I think he was a relatively smart guy, and pretty well aware that he was playing a character. Here’s an excerpt from when he was interviewed by Howard Smith:

*“You know, that’s something that really bothers me. What’s wrong with being fat? That’s what I want to know. Why is it so onerous to be fat? I don’t see anything wrong with fat. You know? I remember when I used to weigh 185 pounds. I was the same height that I now am: 185 pounds.

And I was going to college, and I had this food ticket at the cafeteria. And the cafeteria food is mainly all based on starch. You know, it’s cheap food, right? And so I don’t know what it was — I just felt like if you missed your meal, I figured, well, I was getting screwed, right? if I missed a meal, I just blew it. So I’d get up at 6:30 every morning just to make breakfast. Eggs and grits and sausages and toast. Milk. Then I’d go do a few classes and I’d make it in there for lunch. Mashed potatoes, ahh. Every now and then, they’d put a little piece of meat in something, you know? And then I’d go to a few more classes and then I’d go to dinner and it was more mashed potatoes.

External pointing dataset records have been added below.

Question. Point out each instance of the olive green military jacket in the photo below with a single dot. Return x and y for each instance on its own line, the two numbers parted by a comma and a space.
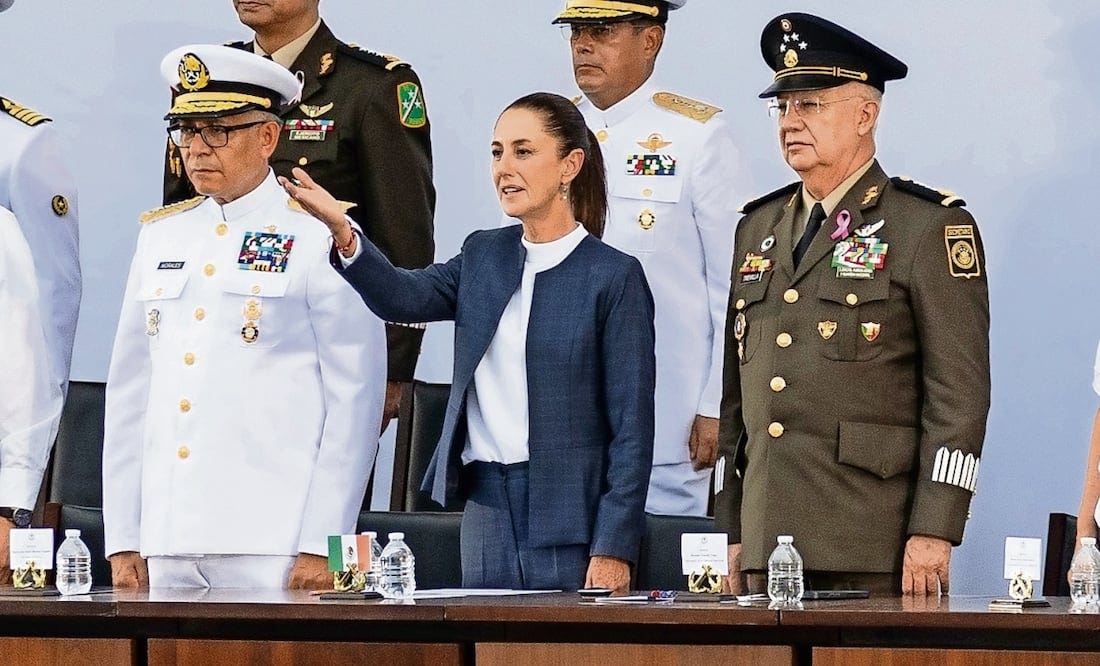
362, 132
856, 386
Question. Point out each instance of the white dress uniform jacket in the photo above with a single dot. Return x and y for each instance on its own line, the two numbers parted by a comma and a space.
36, 187
674, 185
30, 400
243, 405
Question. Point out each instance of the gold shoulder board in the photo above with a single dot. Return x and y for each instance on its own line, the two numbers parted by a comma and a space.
685, 106
22, 113
163, 211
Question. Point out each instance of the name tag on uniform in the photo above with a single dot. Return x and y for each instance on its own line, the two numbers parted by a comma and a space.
267, 252
308, 130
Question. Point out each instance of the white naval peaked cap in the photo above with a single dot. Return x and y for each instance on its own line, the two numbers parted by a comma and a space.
210, 80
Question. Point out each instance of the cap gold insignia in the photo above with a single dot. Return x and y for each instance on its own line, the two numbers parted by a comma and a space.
316, 111
870, 330
59, 204
963, 257
193, 73
653, 143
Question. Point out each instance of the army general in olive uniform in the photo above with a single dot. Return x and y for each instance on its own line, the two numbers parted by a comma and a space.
856, 383
361, 131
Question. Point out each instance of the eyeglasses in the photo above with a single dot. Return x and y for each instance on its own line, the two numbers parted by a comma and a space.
596, 32
810, 106
215, 135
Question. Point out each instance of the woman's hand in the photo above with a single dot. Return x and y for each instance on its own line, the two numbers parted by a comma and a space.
318, 203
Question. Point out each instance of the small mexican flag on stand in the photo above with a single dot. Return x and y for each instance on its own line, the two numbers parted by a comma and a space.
350, 549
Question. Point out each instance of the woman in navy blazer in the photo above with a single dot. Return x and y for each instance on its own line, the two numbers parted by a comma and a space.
549, 426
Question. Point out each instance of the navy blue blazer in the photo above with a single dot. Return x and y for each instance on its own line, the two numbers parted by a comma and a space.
590, 375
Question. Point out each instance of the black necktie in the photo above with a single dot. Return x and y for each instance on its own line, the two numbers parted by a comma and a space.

And so about three months later, I was 185 pounds, and you know what? I felt so great. I felt like a tank, you know? I felt like a large mammal, a big beast. When I’d move through the corridors or across the lawn, I just feel like I could knock anybody out of my way. I was solid, man. It’s terrible to be thin and wispy because, you know, you’d get knocked over by a strong wind or something. Fat is beautiful.” *

The music? It’s fine. Never felt the need to listen to a Doors album compulsively or anything, but they’re fine.

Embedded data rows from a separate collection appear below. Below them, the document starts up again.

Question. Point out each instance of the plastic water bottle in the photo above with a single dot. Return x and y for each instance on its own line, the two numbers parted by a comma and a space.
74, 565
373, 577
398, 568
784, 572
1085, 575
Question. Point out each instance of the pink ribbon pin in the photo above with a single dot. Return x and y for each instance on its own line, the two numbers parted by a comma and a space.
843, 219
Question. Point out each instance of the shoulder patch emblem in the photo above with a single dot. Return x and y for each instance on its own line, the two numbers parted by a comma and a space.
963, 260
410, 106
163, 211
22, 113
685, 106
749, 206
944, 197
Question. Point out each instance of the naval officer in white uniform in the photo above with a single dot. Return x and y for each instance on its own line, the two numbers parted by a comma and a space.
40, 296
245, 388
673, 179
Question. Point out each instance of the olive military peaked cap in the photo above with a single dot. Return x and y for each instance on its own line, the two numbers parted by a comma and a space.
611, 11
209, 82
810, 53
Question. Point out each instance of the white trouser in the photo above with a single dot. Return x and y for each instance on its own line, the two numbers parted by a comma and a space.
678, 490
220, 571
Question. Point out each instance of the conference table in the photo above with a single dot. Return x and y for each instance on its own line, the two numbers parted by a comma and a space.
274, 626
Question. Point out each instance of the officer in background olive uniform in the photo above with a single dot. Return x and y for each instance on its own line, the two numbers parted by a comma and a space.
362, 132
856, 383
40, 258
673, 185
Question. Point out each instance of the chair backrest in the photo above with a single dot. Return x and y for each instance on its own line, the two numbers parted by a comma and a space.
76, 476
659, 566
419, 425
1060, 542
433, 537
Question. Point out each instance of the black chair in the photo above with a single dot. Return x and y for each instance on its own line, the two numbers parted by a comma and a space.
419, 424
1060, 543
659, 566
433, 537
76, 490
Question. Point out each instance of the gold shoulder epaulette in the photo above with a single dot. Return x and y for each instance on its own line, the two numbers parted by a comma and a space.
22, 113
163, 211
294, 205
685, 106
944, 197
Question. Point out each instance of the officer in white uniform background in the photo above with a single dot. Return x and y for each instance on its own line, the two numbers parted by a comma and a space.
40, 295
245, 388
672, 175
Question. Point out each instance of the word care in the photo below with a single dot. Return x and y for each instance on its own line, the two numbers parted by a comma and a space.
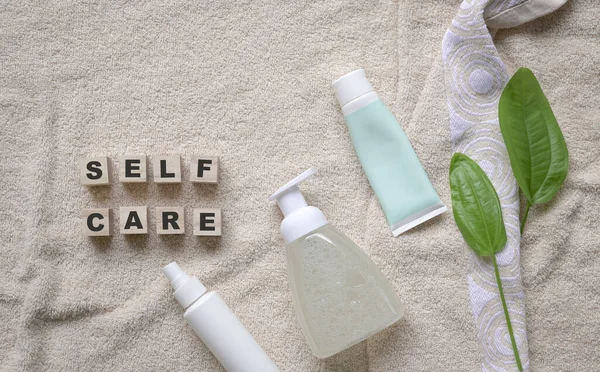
134, 220
94, 171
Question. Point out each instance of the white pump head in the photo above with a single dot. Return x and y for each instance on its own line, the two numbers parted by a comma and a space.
187, 290
300, 219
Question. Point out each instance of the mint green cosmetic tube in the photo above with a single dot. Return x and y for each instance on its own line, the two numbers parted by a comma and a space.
395, 173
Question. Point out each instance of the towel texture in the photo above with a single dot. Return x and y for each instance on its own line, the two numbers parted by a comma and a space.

Short and lucid interview with Jim Morrison on Canadian Broadcasting with Tony Thomas

Not to mention dozens of major poets who wrote in languages other than English…

Yes, them too!

Ooops, I didn’t see Neruda in your list.

So I guess : Guillaume Apollinaire, Pierre Reverdy, Paul Valéry, Rainer Maria Rilke, Saint-John Perse and Henri Michaux :wink: .

That you must never go down to the end of the town if you don’t go down with me.

Not sure how many are going to bite, Annie, but I loved it.

I have a rambling story under

C - other - Jim Morrison’s grave.

Back at the end of the '80s, Mrs Trep and I were staying in Paris at a friend’s apartment. He took us out to Père Lachaise Cemetery - where Jim is buried, of course. I don’t suppose much has changed - it’s a place of pilgrimage amongst the graves of the great and the good, on whose last resting places directions have been written, viz:* {arrow pointing} Jim, 75m*.

Anyway, back at the apartment, our friend, who had recently been to the States, had a couple of fascinating books about something called The Straight Dope. I was very rude - I read both of them cover-to-cover while we were staying there.

Subsequently, whenever I was in a second-hand bookshop (never published in the UK, so far as I am aware), I would take a look for them just on the off chance. When the internet was invented and I got access, I took a look for them there and - wowee, a website! So that’s one thing I learned (kind of) from Jim. And here I am.

j

Thanks! I was actually surprised nobody beat me to it.

For those who did not get it click here

(And thanks to my older brother James, who greatest legacy to me was his love of early 1960’s folk music. Which was at the top before those four lads from Liverpool took the music scene over.)

I learned that, apparently, fat, drunk, and stupid IS a way to go through life, albeit in the short term.